Les TikTok d’Angela se rapprochent alors implicitement de la démarche du cinéaste, par la réappropriation des outils servant à notre asservissement : à défaut de trouver une issue, cela permet de ventiler un peu, de trouver une forme d’émancipation par la caricature et le rire. Et c’est bien grâce à ce personnage, et en particulier à la performance formidable d’Ilinca Manolache, que le film peut trouver un centre moral, voir un modèle, malgré le cynisme ambiant.

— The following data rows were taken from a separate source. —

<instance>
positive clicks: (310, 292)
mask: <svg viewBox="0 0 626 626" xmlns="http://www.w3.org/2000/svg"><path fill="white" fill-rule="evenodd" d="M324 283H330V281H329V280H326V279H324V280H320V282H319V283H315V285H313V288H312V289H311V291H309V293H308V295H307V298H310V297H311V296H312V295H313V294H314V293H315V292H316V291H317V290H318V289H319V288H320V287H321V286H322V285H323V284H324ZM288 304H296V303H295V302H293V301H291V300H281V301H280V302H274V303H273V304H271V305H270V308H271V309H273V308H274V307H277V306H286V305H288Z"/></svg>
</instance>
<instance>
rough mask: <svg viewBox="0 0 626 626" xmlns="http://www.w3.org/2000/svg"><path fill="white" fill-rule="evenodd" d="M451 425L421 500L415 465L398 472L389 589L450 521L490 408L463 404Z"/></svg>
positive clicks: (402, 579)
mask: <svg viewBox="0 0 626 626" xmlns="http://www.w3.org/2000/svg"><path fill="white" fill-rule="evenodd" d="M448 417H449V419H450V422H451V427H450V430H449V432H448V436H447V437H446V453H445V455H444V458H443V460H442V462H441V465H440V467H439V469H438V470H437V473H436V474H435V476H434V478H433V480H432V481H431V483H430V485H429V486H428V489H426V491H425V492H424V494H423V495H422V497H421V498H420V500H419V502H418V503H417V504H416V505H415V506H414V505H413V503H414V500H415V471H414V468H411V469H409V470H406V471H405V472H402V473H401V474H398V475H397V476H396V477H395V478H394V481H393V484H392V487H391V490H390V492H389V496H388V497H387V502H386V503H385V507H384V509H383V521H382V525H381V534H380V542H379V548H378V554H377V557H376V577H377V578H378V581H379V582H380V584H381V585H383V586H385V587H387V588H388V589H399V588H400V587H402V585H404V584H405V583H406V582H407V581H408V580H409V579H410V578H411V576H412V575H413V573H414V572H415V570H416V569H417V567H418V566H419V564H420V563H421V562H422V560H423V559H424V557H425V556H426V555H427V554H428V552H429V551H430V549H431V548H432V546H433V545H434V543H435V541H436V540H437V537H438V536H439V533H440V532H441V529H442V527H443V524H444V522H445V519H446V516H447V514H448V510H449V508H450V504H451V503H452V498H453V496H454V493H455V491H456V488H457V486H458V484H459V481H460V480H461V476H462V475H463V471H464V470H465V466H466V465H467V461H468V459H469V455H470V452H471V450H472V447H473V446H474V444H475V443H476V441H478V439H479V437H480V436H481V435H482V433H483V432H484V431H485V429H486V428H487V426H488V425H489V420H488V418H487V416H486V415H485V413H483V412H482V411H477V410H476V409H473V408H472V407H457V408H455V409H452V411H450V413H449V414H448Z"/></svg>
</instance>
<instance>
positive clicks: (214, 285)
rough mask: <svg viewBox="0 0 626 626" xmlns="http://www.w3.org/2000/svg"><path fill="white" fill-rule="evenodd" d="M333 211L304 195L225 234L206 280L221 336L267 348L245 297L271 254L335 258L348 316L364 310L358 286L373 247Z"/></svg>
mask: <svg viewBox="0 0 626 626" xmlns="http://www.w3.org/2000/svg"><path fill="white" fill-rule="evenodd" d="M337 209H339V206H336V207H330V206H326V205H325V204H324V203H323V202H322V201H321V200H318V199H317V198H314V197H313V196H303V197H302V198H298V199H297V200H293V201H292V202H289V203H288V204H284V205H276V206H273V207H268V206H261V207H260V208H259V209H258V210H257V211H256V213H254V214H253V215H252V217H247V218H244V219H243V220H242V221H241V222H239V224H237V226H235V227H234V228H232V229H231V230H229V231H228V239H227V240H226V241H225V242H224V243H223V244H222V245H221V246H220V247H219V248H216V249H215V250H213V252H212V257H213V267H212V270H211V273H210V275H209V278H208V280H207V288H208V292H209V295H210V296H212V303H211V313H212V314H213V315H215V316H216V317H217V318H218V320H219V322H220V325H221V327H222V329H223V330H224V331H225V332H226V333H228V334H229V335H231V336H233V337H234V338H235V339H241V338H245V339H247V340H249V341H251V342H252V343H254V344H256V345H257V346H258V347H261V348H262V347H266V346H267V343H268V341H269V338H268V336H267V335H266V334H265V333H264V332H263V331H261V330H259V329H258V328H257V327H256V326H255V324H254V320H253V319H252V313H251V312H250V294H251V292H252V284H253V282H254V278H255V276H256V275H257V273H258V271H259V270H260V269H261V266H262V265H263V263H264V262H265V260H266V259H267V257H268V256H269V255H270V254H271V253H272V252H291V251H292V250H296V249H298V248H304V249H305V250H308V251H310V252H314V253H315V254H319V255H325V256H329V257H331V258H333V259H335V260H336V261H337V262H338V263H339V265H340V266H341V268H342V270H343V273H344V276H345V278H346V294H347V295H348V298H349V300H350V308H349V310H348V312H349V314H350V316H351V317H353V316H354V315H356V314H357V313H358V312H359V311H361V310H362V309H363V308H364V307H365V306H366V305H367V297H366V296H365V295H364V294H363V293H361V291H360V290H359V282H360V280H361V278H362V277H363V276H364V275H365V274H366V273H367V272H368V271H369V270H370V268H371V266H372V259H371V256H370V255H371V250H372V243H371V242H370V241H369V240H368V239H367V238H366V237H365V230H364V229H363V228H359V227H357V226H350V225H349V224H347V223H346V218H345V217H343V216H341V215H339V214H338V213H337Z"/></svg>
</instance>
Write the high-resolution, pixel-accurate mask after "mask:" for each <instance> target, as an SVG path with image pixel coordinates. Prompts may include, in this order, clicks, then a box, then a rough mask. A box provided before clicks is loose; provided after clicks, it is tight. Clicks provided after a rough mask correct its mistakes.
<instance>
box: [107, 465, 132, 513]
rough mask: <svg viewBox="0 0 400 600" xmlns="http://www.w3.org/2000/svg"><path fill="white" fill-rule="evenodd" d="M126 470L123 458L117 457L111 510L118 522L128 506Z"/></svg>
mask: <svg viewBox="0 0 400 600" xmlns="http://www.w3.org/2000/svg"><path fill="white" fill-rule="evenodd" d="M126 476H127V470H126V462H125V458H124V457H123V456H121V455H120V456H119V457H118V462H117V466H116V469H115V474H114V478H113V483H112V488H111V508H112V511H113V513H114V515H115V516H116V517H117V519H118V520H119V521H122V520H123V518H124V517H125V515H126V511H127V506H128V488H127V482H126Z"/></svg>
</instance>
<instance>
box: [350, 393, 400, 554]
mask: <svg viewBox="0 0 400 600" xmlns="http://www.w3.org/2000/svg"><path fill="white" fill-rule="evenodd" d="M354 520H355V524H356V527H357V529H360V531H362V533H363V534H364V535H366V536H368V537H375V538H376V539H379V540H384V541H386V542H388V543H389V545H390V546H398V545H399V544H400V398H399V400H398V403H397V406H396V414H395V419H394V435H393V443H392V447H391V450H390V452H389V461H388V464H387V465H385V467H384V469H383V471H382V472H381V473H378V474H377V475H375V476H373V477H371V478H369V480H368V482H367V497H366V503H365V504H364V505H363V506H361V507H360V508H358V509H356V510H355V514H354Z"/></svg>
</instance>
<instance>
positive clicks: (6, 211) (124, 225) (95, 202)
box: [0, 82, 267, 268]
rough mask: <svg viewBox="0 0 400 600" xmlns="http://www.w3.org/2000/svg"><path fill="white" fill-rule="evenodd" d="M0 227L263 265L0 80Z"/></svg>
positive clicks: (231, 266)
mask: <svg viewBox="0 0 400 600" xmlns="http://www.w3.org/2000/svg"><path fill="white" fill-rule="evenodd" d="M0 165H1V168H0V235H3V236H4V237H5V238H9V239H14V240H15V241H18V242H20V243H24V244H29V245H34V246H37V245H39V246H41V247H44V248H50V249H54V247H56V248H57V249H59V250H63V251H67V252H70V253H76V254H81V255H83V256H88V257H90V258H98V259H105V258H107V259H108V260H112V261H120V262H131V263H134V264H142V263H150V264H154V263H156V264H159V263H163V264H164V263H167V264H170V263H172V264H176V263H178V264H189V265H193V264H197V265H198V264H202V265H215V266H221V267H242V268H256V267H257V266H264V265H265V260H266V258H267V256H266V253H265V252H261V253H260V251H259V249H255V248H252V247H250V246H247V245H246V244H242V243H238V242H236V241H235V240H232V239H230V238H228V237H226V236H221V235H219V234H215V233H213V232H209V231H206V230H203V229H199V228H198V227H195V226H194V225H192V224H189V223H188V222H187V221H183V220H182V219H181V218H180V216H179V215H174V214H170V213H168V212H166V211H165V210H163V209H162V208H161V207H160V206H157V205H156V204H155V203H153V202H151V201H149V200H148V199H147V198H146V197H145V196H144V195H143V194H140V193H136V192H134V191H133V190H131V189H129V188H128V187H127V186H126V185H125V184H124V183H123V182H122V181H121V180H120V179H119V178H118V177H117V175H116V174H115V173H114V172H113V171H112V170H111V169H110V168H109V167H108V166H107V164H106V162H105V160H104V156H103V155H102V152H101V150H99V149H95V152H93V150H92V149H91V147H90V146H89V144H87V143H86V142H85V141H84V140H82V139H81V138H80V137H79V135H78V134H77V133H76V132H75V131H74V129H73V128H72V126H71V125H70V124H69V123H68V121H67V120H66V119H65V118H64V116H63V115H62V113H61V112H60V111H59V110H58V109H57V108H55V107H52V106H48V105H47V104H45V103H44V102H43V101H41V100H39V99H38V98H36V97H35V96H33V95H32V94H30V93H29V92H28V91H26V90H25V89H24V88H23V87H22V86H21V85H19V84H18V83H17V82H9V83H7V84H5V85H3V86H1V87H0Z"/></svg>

Elle tient tout le film dans les deux heures où elle est à l’écran, par sa lucidité incisive et sa vive énergie inépuisable, par la liberté qu’elle cultive, par sa capacité aussi à dialoguer, à entendre et se rapprocher sincèrement des employé·e·s handicapé·e·s qu’elle essaie de recruter, à circuler entre ceux-ci et leurs patrons à qui elle peut tenir tête. Dans un film faisant de la voiture un symbole de cette fin du monde au ralenti, non seulement pour les embouteillages (Godard étant cité à un moment, on ne peut que penser à la scène d’ouverture de Week-end [1967]), mais aussi pour ce moment où Jude arrête son film pour montrer les centaines de croix funèbres jonchant la route la plus mortelle de Roumanie, une autre image de notre propension à nous diriger sciemment vers notre propre mort (comme Angela l’explique, personne ne s’empêche d’utiliser cette route et personne n’essaie de régler le problème), les deux chauffeuses au prénom dénotant leur sainteté apparaissent comme celles qui détiennent les clés de notre survie, celles qui savent comment se mouvoir dans ce monde en perte.
Do Not Expect… a beau être d’un pessimisme infini, ennuyer par moments à force de répétition, se perdre parfois dans des facilités (le personnage de Nina Hoss, une descendante de Goethe qui non seulement ignore le génie littéraire associé à son nom mais travaille en plus à promouvoir les grandes entreprises), il y a au cœur de tout cela ces Angela, venant tempérer la satire acerbe de notre déchéance par une belle humanité et une indépendance émouvante.